Managing Director of Fenaka Corporation Limited Muaz Mohamed Rasheed has confirmed that Fenaka will no longer engage in or take over any unprofitable projects in the future. This decision comes in response to the financial instability and deteriorating financial condition of the corporation, largely due to unprofitable projects undertaken by the previous administration.

Muaz stated that the financial situation of Fenaka deteriorated significantly due to poor policies and decisions made by the previous management. The company disclosed that it had halted a number of projects initiated by the previous government upon the current administration taking authority, revealing that Fenaka had accrued a debt of USD 259 million.

Speaking on a program on PSM News, Muaz outlined his vision for stabilizing and standardizing the operations and policies of the company. He emphasized that the previous management did not prioritize Fenaka's profitability, leading to the accumulation of debt. Muaz affirmed that the current management is committed to changing the company's direction towards profitability and ensuring that no unprofitable projects will be undertaken by Fenaka in the future.

Muaz highlighted the significant obstacle Fenaka faces in recovering from its financial situation, which is the large amount of debt incurred in recent years. He revealed ongoing government preparations to finalize a plan to repay the debt and efforts to draw up a business plan to ensure that Fenaka becomes a revenue-generating firm within the next five years. The business plan will outline the types of projects or commercial activities in which the company will be involved and aims to minimize unnecessary expenses.

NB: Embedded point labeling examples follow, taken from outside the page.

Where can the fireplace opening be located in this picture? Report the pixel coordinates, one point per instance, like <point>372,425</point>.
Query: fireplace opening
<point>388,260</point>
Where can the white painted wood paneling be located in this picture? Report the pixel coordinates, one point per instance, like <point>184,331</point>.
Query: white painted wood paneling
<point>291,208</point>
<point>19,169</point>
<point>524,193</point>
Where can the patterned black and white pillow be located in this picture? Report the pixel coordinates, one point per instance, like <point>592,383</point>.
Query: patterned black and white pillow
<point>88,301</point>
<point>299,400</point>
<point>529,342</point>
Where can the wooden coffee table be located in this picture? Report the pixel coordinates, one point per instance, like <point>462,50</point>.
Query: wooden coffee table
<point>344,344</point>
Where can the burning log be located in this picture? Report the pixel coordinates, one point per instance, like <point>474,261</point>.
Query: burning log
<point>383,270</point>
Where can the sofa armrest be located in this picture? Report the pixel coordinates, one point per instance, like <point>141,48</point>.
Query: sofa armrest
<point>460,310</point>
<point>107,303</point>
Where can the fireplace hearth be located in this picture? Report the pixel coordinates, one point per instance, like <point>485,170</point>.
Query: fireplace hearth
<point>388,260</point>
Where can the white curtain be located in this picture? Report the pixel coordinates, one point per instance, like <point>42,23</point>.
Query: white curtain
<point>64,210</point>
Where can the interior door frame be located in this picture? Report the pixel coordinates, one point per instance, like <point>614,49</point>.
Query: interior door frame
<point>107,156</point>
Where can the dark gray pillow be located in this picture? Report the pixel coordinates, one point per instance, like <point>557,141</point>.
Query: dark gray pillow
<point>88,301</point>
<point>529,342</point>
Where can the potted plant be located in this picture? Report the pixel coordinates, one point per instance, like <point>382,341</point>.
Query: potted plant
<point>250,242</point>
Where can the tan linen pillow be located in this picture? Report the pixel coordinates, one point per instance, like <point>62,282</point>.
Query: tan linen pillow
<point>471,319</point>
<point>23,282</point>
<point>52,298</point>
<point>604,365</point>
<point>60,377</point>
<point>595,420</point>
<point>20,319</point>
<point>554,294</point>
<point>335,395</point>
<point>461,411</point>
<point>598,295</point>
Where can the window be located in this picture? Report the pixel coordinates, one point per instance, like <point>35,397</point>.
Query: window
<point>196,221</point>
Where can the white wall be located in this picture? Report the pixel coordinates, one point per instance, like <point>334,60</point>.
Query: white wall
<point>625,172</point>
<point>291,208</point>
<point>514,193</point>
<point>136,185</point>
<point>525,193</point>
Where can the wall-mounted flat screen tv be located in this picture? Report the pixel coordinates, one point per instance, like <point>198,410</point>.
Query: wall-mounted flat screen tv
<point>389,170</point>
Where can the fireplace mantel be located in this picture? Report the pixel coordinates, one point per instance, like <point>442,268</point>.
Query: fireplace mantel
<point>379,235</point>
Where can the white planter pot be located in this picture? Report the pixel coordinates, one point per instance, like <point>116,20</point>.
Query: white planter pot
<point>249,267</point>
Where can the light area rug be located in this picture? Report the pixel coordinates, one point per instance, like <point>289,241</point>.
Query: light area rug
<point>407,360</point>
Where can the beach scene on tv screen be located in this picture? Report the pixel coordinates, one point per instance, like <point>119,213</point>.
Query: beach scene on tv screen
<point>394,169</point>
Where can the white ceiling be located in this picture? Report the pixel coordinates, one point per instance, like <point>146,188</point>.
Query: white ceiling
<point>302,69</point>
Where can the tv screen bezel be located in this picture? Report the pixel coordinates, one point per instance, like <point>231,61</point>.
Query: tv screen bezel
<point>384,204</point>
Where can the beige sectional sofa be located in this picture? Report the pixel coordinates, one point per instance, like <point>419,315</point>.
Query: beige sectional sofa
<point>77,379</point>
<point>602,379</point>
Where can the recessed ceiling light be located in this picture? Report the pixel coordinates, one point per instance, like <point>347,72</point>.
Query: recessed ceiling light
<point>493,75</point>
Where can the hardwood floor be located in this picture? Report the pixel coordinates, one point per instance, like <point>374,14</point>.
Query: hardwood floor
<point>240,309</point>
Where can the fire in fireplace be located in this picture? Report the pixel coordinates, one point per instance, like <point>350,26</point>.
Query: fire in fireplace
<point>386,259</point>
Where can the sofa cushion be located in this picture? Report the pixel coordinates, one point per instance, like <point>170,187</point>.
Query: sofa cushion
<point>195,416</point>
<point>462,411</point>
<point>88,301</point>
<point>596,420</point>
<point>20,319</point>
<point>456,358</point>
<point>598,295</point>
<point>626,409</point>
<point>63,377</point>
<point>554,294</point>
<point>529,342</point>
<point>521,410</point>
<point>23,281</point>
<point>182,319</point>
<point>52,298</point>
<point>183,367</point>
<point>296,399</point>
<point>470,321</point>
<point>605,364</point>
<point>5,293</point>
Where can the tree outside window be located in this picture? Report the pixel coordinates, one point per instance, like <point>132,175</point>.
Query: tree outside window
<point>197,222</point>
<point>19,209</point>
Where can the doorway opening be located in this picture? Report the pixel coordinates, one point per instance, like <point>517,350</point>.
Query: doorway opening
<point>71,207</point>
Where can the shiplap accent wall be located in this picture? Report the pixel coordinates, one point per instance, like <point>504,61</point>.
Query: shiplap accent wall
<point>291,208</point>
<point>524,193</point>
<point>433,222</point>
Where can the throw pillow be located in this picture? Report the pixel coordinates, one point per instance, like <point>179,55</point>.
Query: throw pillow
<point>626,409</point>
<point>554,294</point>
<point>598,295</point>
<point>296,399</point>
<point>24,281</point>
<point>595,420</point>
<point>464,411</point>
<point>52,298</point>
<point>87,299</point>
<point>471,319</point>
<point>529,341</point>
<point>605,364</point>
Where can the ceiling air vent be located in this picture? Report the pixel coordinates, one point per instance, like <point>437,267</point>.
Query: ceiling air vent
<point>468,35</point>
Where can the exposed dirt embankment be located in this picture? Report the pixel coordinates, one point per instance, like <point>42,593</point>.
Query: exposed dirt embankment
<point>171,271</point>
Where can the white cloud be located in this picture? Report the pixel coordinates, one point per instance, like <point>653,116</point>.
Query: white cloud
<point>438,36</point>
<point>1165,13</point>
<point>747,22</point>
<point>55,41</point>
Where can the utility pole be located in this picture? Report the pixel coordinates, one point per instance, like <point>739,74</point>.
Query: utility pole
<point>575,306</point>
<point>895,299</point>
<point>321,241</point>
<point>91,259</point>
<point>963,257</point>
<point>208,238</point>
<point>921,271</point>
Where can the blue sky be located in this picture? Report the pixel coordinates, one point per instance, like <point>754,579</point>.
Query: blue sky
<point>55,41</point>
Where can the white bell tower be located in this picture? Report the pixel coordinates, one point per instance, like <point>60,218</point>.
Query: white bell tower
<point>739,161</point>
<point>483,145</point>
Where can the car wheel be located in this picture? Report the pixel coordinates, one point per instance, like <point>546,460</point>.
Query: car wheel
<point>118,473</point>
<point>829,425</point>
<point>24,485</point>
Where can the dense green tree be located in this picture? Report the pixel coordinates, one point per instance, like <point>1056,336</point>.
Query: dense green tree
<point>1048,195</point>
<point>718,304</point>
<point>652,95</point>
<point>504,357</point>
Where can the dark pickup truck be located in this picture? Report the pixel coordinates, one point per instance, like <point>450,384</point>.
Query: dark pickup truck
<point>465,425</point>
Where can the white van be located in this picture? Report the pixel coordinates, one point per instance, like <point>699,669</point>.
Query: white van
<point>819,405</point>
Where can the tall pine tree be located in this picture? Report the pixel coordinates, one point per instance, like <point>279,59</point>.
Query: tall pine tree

Furthermore, Muaz stressed the losses incurred by Fenaka's ice plant and stated that efforts are underway to abolish unprofitable projects from the company's contracts. Fenaka previously revealed that its debt amounted to USD 279 million when the current administration took over. Despite generating a monthly revenue of USD 7.8 million, the company incurs a monthly salary expense of USD 5.6 million for its 8000 employees.